A proud mother creates a gay-friendly greeting card collection that goes mainstream.

A quick browse through the card aisle in your local supermarket, it’s hard not to notice the lack of gay-friendly greeting cards amongst the Hallmark-driven anniversary two-folds predominantly featuring straight couples.

Sandi Timberlake of San Diego, Calif., spent 15 years searching for elegant, same-sex sentiments to send to her son and his husband on special occasions. Finally, with a gentle nudge from him to just “create them yourself,” Timberlake set out to launch A Little to the Left in 2008.

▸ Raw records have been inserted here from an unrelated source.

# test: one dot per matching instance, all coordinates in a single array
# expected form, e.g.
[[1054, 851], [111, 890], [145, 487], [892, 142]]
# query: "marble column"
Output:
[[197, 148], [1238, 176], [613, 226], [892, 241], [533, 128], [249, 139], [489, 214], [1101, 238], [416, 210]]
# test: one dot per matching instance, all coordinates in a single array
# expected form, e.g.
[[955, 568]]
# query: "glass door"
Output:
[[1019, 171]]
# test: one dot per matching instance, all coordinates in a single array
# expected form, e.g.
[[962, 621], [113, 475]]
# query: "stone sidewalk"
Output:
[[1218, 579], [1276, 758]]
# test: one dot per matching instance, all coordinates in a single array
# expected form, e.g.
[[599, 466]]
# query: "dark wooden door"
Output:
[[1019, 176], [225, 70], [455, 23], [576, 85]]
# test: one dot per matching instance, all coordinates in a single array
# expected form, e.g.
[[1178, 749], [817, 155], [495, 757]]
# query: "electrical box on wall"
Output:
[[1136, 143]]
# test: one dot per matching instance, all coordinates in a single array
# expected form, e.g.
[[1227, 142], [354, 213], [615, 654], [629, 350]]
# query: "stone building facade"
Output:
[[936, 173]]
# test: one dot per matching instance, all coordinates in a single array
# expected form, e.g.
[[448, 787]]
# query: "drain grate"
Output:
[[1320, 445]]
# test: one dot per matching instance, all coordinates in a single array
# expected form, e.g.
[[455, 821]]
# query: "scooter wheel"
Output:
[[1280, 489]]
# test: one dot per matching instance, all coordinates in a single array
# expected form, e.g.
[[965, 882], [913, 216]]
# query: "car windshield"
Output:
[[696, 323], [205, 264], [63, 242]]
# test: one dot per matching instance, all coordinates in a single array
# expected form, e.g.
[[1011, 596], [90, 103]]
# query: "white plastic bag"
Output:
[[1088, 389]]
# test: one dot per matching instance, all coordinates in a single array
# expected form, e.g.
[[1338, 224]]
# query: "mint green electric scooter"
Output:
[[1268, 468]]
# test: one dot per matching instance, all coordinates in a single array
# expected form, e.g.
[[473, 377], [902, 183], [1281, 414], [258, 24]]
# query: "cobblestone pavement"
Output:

sandi-timberlake-a-little-to-the-left-gay-greeting-cards
Sandi Timberlake with her son Sean and his husband Paul

“I wanted to be able to send an anniversary card to my son and son-in-law that is more than an image of two turtles looking at each other and no sentiment inside,” explains Timberlake. “Why should the gay community be separated from the rest of society in even such a small element of life as this? And why should their mothers and fathers, grandparents, aunts and uncles and friends have to be separated as well?”

The line of greeting cards are targeted to LGBT couples, and designed with tasteful, elegant motifs that appeal to mainstream buyers, with themes that include same-sex weddings, anniversaries and holidays, as well as everyday occasions openly addressing same-sex relationships, offering gay-friendly prose to “son and son-in-law” and “daughter and daughter-in-law.”

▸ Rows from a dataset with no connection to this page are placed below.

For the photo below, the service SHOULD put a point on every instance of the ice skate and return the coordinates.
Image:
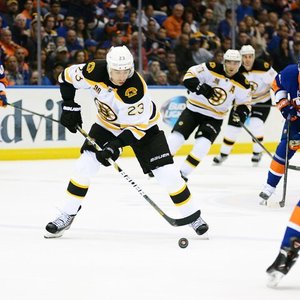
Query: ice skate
(256, 158)
(184, 177)
(265, 194)
(200, 226)
(283, 263)
(150, 175)
(220, 158)
(56, 228)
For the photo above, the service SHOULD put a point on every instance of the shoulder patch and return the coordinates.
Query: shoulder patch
(261, 65)
(212, 64)
(241, 79)
(133, 89)
(215, 67)
(96, 71)
(90, 67)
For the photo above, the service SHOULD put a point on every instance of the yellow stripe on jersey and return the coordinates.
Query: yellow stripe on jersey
(67, 75)
(201, 105)
(189, 75)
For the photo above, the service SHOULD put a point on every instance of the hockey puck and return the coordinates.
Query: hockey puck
(183, 243)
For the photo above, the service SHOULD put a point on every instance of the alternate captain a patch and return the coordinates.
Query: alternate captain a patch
(131, 92)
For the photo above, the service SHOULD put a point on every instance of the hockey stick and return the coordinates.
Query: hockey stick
(292, 167)
(286, 161)
(174, 222)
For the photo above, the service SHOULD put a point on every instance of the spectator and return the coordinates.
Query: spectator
(282, 57)
(173, 23)
(272, 25)
(134, 52)
(81, 31)
(48, 41)
(7, 44)
(54, 73)
(226, 44)
(28, 12)
(186, 28)
(242, 39)
(218, 56)
(60, 55)
(72, 42)
(212, 39)
(68, 23)
(220, 11)
(90, 47)
(200, 55)
(211, 22)
(119, 22)
(80, 57)
(188, 16)
(55, 11)
(35, 77)
(147, 15)
(22, 65)
(162, 78)
(295, 51)
(60, 41)
(274, 44)
(173, 74)
(243, 10)
(100, 53)
(250, 25)
(12, 11)
(184, 58)
(19, 32)
(151, 43)
(12, 73)
(153, 70)
(225, 26)
(32, 41)
(163, 40)
(287, 19)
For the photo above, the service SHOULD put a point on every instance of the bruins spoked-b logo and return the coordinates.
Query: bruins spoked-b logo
(218, 98)
(253, 86)
(105, 111)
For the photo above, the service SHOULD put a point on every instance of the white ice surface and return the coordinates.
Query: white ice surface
(119, 247)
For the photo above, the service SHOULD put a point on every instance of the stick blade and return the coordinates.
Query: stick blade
(183, 221)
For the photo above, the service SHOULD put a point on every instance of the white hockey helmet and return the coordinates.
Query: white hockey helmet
(247, 49)
(119, 58)
(233, 55)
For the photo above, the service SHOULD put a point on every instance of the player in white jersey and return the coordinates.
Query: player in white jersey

gay-wedding-day-greeting-cardlesbian-wedding-day-greeting-card

“I want them to be so lovely, so simple, and so subtle that you pick them up because they are beautiful and notice later that it is a card with two women on the front or two men. It should be that simple,” says Timberlake.

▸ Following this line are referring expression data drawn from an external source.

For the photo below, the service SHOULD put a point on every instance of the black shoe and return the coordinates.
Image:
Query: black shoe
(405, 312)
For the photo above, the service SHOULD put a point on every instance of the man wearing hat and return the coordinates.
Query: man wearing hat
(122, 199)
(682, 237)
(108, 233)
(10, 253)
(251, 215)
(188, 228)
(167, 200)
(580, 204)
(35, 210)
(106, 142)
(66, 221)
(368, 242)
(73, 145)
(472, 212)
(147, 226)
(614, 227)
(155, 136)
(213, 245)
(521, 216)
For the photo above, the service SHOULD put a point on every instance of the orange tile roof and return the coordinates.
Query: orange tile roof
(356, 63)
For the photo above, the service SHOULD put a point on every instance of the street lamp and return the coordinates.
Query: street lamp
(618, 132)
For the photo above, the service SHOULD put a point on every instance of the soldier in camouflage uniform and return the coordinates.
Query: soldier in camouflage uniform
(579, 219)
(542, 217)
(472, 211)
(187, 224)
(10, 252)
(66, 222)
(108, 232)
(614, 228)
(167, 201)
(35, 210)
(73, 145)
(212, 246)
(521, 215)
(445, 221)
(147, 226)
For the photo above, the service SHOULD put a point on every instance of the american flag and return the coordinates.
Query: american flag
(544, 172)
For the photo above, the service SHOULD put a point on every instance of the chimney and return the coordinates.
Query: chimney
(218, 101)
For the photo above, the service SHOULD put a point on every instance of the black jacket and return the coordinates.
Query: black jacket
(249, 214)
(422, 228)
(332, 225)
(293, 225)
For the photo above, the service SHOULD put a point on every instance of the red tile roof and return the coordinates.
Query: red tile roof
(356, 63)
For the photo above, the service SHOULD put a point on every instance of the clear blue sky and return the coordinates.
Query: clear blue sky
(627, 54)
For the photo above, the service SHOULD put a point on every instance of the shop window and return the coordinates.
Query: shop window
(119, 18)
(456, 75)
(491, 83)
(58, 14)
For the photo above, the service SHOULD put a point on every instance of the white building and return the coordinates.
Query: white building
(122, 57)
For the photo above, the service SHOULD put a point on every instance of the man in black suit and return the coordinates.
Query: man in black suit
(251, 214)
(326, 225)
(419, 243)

On January 25, Timberlake’s cards were stocked on the shelves of the mega grocery store Albertsons in Palm Springs, Calif., with plans to soon expand to other stores in the region, and then hopefully, nationwide.

“My wish is to bring the gay community and the straight community into one community of people,” says Timberlake. “We all have events in our lives that we want to celebrate with our friends and families, and our sexual orientation should make no difference in these matters.”